We can tell how uniquely bad this stretch has been from the company OU is currently keeping. In the past three decades, only four once-ranked teams have underachieved by more over a three-game span. Two of them fired their coaches (1997 Texas, 2005 Colorado), and the other two probably should have. Bob Toledo survived a 4-7 collapse at UCLA in 1999 because he was coming off back-to-back top-10 finishes. But he went just 20-15 over the next three seasons and was fired. Tommy Tuberville and Texas Tech, meanwhile, pulled the same act the following season: The Red Raiders started 6-1, then lost four of five before Tuberville left for Cincinnati. In all four of these instances, the coaches had been in their jobs for a while, and the sudden collapses were signs of an ending, either soon or on the horizon. If we focus specifically on teams that collapse in their head coach’s first seasons, things get much, much darker. – Connelly, ESPN
Bill Connelly’s explanation paints a picture of unprecedented happenings for Oklahoma, and the fact that it is happening for a first-year head coach makes it that much more alarming. Only three coaches in the last thirty years have performed worse against the spread in a three-game stretch than Venables and the Oklahoma Sooners.

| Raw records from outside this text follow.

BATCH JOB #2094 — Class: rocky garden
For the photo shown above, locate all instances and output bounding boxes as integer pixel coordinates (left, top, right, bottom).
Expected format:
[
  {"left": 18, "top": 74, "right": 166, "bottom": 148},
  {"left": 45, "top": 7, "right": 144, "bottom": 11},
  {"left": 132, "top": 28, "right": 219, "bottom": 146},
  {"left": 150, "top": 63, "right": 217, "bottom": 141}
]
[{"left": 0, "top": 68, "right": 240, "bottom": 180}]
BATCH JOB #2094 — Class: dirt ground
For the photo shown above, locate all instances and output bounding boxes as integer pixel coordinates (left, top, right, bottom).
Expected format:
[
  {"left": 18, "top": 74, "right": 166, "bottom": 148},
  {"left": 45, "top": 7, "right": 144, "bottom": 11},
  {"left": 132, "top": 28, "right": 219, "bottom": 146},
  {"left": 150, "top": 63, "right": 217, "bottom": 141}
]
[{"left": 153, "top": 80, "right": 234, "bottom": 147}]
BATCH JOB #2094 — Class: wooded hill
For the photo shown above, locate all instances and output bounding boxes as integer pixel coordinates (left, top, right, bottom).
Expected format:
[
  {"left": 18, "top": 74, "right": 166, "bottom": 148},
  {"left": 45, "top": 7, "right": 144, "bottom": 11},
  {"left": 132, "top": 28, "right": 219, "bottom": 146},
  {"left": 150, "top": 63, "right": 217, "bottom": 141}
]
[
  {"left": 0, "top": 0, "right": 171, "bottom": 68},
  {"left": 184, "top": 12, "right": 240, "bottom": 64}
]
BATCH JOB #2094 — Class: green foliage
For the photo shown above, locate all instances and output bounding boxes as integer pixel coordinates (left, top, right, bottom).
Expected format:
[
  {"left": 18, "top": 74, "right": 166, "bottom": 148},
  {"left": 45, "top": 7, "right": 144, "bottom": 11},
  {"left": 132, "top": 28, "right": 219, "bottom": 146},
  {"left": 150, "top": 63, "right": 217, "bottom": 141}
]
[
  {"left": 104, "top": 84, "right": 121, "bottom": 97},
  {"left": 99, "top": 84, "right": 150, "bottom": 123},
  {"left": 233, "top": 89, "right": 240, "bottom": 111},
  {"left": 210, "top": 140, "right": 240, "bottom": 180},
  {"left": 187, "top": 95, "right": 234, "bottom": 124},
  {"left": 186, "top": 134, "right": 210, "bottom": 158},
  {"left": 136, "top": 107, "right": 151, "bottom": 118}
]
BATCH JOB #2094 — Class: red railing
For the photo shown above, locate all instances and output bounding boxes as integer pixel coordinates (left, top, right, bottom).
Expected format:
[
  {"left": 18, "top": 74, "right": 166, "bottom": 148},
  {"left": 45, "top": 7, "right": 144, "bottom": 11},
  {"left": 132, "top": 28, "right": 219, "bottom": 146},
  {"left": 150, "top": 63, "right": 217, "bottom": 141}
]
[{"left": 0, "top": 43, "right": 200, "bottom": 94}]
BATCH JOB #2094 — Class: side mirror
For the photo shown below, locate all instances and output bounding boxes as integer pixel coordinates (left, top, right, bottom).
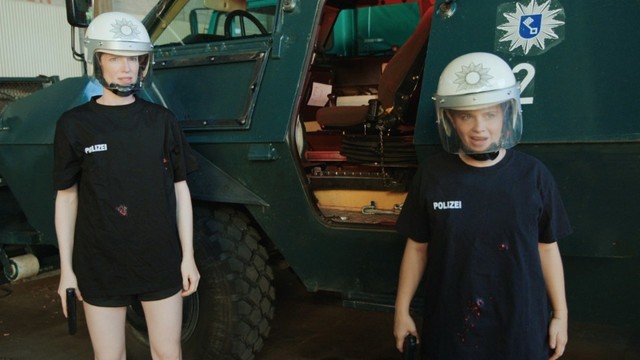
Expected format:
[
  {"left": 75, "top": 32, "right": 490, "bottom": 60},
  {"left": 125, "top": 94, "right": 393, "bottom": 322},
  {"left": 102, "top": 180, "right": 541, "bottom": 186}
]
[
  {"left": 204, "top": 0, "right": 247, "bottom": 12},
  {"left": 65, "top": 0, "right": 93, "bottom": 28}
]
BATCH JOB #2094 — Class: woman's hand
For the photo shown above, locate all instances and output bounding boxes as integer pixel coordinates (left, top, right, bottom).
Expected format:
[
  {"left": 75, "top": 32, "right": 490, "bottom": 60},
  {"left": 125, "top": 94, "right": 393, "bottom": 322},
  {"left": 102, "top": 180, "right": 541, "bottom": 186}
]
[
  {"left": 393, "top": 313, "right": 420, "bottom": 352},
  {"left": 58, "top": 271, "right": 82, "bottom": 317},
  {"left": 180, "top": 256, "right": 200, "bottom": 297}
]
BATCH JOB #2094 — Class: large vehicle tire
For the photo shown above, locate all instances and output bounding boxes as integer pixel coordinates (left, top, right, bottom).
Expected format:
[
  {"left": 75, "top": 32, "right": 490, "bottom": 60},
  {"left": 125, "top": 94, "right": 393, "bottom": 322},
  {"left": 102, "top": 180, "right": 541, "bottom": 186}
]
[{"left": 126, "top": 207, "right": 275, "bottom": 360}]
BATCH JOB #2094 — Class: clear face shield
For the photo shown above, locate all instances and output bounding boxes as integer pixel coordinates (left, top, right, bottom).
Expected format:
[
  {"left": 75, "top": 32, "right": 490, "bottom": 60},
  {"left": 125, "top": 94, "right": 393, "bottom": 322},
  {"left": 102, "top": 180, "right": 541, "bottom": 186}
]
[
  {"left": 92, "top": 51, "right": 153, "bottom": 96},
  {"left": 433, "top": 84, "right": 522, "bottom": 155}
]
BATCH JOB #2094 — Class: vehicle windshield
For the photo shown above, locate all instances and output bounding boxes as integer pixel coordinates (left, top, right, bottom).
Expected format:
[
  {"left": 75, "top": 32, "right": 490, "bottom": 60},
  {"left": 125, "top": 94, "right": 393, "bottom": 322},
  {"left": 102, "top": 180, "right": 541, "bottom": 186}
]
[{"left": 105, "top": 0, "right": 277, "bottom": 47}]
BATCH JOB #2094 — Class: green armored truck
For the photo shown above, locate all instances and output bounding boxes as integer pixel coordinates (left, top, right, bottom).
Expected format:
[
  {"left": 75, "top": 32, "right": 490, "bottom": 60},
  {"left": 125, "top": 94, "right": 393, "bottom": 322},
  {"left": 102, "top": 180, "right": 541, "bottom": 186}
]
[{"left": 0, "top": 0, "right": 640, "bottom": 359}]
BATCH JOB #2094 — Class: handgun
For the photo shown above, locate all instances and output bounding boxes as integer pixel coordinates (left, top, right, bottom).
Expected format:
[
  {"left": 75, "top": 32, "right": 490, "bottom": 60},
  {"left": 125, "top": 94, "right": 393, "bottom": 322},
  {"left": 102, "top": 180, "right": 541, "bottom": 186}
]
[
  {"left": 67, "top": 288, "right": 78, "bottom": 335},
  {"left": 402, "top": 335, "right": 417, "bottom": 360}
]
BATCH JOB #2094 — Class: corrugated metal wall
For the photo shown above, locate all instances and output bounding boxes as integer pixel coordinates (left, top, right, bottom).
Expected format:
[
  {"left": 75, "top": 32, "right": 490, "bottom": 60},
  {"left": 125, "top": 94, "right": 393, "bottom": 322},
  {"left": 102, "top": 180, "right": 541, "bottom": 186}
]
[{"left": 0, "top": 0, "right": 82, "bottom": 79}]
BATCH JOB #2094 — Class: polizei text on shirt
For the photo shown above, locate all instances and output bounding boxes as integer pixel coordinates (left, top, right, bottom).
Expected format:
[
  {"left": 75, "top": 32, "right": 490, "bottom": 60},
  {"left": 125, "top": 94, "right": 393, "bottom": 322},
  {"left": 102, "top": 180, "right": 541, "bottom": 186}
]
[{"left": 433, "top": 200, "right": 462, "bottom": 210}]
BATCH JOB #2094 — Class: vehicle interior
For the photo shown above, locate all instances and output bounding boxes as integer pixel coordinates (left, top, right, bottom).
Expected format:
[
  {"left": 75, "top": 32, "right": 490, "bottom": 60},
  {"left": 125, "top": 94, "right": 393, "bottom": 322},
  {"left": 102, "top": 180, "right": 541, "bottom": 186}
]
[
  {"left": 152, "top": 0, "right": 433, "bottom": 226},
  {"left": 297, "top": 1, "right": 433, "bottom": 226}
]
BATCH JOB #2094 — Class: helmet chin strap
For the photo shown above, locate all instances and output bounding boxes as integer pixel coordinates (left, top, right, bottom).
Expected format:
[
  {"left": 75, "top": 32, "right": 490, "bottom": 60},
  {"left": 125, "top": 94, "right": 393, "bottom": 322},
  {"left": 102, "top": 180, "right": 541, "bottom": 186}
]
[
  {"left": 466, "top": 151, "right": 500, "bottom": 161},
  {"left": 105, "top": 82, "right": 141, "bottom": 97}
]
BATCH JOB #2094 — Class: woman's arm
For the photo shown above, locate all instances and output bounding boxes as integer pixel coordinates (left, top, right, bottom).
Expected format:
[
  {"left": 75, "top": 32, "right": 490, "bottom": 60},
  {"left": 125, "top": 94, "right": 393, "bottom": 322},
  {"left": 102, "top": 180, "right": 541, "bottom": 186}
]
[
  {"left": 538, "top": 242, "right": 569, "bottom": 360},
  {"left": 54, "top": 184, "right": 82, "bottom": 317},
  {"left": 174, "top": 181, "right": 200, "bottom": 296},
  {"left": 393, "top": 239, "right": 428, "bottom": 352}
]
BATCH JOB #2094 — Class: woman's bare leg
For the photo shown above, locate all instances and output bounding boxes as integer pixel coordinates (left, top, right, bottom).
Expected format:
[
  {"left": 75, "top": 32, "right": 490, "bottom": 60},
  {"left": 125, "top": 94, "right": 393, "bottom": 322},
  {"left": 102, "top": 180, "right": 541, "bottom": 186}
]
[
  {"left": 142, "top": 291, "right": 182, "bottom": 360},
  {"left": 83, "top": 301, "right": 127, "bottom": 360}
]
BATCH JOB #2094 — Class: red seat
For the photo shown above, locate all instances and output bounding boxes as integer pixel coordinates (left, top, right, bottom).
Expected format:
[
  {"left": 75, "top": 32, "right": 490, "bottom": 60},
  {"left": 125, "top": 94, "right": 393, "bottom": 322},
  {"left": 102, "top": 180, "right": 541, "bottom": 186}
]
[{"left": 316, "top": 7, "right": 433, "bottom": 127}]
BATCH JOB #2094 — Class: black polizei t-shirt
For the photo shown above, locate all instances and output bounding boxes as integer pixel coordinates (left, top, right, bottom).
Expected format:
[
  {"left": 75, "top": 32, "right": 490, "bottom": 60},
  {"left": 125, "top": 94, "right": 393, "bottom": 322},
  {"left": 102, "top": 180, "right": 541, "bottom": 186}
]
[
  {"left": 54, "top": 97, "right": 193, "bottom": 297},
  {"left": 397, "top": 150, "right": 572, "bottom": 360}
]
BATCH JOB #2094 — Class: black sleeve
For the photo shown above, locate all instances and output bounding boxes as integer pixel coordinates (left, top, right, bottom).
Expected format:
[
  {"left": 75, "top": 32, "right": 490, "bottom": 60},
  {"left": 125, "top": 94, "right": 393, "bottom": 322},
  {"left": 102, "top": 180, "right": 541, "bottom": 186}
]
[{"left": 53, "top": 114, "right": 80, "bottom": 190}]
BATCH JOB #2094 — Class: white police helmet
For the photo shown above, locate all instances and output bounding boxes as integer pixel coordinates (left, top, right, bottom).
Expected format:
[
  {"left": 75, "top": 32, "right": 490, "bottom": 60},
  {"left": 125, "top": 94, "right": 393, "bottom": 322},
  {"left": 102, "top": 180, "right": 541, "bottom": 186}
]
[
  {"left": 84, "top": 12, "right": 153, "bottom": 96},
  {"left": 433, "top": 52, "right": 522, "bottom": 154}
]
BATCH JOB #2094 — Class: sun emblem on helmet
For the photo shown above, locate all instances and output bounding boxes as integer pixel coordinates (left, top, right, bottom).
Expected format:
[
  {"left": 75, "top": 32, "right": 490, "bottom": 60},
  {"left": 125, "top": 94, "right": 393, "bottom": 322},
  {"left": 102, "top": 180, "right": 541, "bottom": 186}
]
[
  {"left": 453, "top": 63, "right": 493, "bottom": 91},
  {"left": 111, "top": 19, "right": 140, "bottom": 40}
]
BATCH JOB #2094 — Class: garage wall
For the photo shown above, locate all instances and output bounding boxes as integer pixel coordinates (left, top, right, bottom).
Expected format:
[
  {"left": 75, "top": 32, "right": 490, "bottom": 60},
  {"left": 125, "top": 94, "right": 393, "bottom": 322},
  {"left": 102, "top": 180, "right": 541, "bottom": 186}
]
[{"left": 0, "top": 0, "right": 82, "bottom": 79}]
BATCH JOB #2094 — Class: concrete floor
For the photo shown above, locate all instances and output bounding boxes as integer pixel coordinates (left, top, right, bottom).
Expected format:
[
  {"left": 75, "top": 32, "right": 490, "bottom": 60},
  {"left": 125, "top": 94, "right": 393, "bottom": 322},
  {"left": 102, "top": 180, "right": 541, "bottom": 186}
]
[{"left": 0, "top": 270, "right": 640, "bottom": 360}]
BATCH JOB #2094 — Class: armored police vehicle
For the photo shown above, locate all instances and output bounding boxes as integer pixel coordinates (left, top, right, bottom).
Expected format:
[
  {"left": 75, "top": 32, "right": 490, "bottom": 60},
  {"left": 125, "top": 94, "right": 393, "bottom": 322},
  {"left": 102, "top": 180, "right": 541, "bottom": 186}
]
[{"left": 0, "top": 0, "right": 640, "bottom": 359}]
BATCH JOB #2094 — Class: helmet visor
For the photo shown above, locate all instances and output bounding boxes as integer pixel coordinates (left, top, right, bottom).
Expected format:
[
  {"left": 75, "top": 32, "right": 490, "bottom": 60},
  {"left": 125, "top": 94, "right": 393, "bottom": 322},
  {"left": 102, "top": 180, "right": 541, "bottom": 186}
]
[{"left": 436, "top": 98, "right": 522, "bottom": 154}]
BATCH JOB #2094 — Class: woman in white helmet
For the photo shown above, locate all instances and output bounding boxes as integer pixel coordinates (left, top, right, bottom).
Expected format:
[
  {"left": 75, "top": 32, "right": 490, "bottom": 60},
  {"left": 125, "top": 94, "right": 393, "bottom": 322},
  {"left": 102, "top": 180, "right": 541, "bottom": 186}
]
[
  {"left": 54, "top": 12, "right": 200, "bottom": 359},
  {"left": 394, "top": 53, "right": 572, "bottom": 360}
]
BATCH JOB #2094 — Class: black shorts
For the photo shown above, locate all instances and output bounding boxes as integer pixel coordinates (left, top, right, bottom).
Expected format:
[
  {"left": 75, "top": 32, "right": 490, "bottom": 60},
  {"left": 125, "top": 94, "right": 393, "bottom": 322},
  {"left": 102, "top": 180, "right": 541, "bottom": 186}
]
[{"left": 82, "top": 286, "right": 182, "bottom": 307}]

The five names surrounding Venables’ are five of the least successful hires college football has seen in that time span. Those coaches went a combined 38-170 — the equivalent of 2-10 seasons ad infinitum. None won more than four games in a season.
Granted, none of these men were coaching Oklahoma, either. Those five poor individuals were taking on some of the hardest jobs in the country, and while they performed terribly, the floor in Norman — where the Sooners have finished under .500 just five times since World War II — is quite a bit higher. – Connelly, ESPN
There’s a conversation to be had about the media’s projections and predictions of Oklahoma heading into the season and even the general pulse of the Oklahoma fan base as well. Most thought the best-case scenario for this team was a Big 12 Championship Game.
While that is all but mathematically off the table, the next best case for Oklahoma is to show resiliency and improvement and scrap for a bowl game and probably an 8-4 record.
It’s a stark contrast, but in hindsight, this was more likely a realistic scenario. Oklahoma’s losses over the winter from a head coach to the players lost via the transfer portal and to the NFL were seismic, and the returns never leveled out. Add that to a staff led by a first-year head coach in a conference that also got better in the same time frame, and look at what you have in front of you.
All is not lost in Oklahoma, and there’s no reason to think they can’t bounce back. They will, but it will take time.